First of all, we should set the notebook so that it outputs all results of each cell and not only the last one.

In [None]:
from IPython.core.interactiveshell import InteractiveShell
InteractiveShell.ast_node_interactivity = "all"

And import all the python libraries needed for this step.

In [None]:
import numpy as np
import pandas as pd
import matplotlib.pyplot as plt
from collections import Counter
from sklearn.model_selection import train_test_split
from sklearn.linear_model import LogisticRegression
from sklearn.ensemble import GradientBoostingRegressor
from sklearn import neighbors
from sklearn.decomposition import PCA
from sklearn.metrics import confusion_matrix
from sklearn.metrics import mean_squared_error
from sklearn.metrics import mean_absolute_error 
from sklearn.tree import DecisionTreeClassifier, plot_tree, export_graphviz
from imblearn.over_sampling import RandomOverSampler

pd.options.mode.chained_assignment = None

Next, let's define how to plot a **confusion matrix**.

In [None]:
def plot_confusion_matrix(y_true, y_pred,classes, normalize = False, title = None, cmap = plt.cm.Blues, size = 4):
    if not title:
        if normalize:
            title = 'Normalized confusion matrix'
        else:
            title = 'Confusion matrix, without normalization'

    # Compute confusion matrix
    cm = confusion_matrix(y_true, y_pred)
    
    # Only use the labels that appear in the data
    if normalize:
        cm = cm.astype('float') / cm.sum(axis=1)[:, np.newaxis]
        print("Normalized confusion matrix")
    else:
        print('Confusion matrix, without normalization')

    fig, ax = plt.subplots()
    im = ax.imshow(cm, interpolation = 'nearest', cmap = cmap)
    ax.figure.colorbar(im, ax = ax)
    # We want to show all ticks...
    ax.set(xticks = np.arange(cm.shape[1]),
           yticks = np.arange(cm.shape[0]),
           # ... and label them with the respective list entries
           xticklabels = classes, yticklabels = classes,
           title = title,
           ylabel = 'True label',
           xlabel = 'Predicted label')

    # Rotate the tick labels and set their alignment.
    plt.setp(ax.get_xticklabels(), rotation = 45, ha = "right",
             rotation_mode = "anchor")
    
    fig.set_size_inches(size, size)
    
    # Loop over data dimensions and create text annotations.
    fmt = '.2f' if normalize else 'd'
    thresh = cm.max() / 2.
    for i in range(cm.shape[0]):
        for j in range(cm.shape[1]):
            ax.text(j, i, format(cm[i, j], fmt),
                    ha = "center", va = "center",
                    color = "white" if cm[i, j] > thresh else "black")
    fig.tight_layout()
    return ax

Next, we state where our data sources are.

In [None]:
data_folder_path = 'data\\'

user_profiles_file_path = data_folder_path + 'user_profiles.csv'
movie_profiles_file_path = data_folder_path + 'movie_profiles.csv'

Load the data.

In [None]:
user_profiles = pd.read_csv(user_profiles_file_path, sep = ';')
movie_profiles = pd.read_csv(movie_profiles_file_path, sep = ';')

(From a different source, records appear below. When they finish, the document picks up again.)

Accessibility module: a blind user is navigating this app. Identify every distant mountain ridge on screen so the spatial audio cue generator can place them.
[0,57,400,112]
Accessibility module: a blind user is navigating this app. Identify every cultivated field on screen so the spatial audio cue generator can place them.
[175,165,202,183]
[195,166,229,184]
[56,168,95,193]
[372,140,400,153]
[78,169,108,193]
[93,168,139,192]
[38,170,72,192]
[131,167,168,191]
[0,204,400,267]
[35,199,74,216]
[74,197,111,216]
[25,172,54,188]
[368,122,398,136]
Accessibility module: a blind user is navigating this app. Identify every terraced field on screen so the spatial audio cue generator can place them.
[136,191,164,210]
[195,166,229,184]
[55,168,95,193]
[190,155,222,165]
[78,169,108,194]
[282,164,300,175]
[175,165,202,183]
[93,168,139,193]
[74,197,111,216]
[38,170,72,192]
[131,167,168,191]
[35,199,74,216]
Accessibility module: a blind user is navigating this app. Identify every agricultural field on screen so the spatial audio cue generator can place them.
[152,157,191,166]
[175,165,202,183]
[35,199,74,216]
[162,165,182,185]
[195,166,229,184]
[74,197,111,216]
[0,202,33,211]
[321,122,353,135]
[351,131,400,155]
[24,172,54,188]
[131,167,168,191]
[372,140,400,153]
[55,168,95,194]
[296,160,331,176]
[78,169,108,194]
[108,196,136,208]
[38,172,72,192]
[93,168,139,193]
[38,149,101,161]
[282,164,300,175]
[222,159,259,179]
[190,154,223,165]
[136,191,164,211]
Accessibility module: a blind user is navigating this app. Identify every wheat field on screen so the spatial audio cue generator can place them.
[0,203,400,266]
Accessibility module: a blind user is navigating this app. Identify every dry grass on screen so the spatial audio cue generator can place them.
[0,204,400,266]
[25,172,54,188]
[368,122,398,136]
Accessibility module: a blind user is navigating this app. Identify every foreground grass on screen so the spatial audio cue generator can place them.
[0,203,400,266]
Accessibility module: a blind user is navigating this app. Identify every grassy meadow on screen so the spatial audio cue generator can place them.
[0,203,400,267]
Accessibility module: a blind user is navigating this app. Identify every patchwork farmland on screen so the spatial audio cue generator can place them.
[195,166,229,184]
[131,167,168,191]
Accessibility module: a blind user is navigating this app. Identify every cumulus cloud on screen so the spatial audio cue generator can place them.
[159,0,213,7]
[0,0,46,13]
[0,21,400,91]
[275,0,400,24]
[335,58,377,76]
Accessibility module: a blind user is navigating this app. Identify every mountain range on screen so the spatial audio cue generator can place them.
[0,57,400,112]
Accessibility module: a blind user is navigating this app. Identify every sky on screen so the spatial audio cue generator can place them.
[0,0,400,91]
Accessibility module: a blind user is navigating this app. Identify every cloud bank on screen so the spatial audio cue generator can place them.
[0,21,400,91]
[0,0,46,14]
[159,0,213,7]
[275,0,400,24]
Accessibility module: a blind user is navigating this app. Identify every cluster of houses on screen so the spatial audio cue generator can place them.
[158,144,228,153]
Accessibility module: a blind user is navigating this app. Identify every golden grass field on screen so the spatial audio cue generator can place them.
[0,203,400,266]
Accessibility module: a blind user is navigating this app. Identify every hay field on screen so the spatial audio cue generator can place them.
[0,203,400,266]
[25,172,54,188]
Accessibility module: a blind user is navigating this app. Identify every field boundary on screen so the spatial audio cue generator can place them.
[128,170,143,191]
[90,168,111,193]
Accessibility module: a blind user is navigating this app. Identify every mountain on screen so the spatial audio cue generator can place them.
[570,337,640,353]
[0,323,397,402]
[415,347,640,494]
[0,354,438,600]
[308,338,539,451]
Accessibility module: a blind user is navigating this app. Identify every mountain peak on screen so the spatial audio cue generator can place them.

movie_genres = ['Action','Adventure','Animation',"Children's",'Comedy','Crime','Documentary','Drama',
                'Fantasy','Film-Noir','Horror','Musical','Mystery','Romance','Sci-Fi','Thriller','War','Western']

user_occupations = { 0:  "other", 1:  "academic/educator", 2:  "artist",  3:  "clerical/admin", 4:  "college/grad student",
                    5:  "customer service", 6:  "doctor/health care", 7:  "executive/managerial", 8:  "farmer", 9:  "homemaker",
                     10:  "K-12 student", 11:  "lawyer", 12:  "programmer", 13:  "retired", 14:  "sales/marketing", 15:  "scientist",
                     16:  "self-employed", 17:  "technician/engineer", 18:  "tradesman/craftsman", 19:  "unemployed", 20:  "writer"}

Do some normalizations.

In [None]:
user_profiles['Favorite_epoch_norm'] = (user_profiles['Favorite epoch']-user_profiles['Favorite epoch'].min())/(user_profiles['Favorite epoch'].max() - user_profiles['Favorite epoch'].min())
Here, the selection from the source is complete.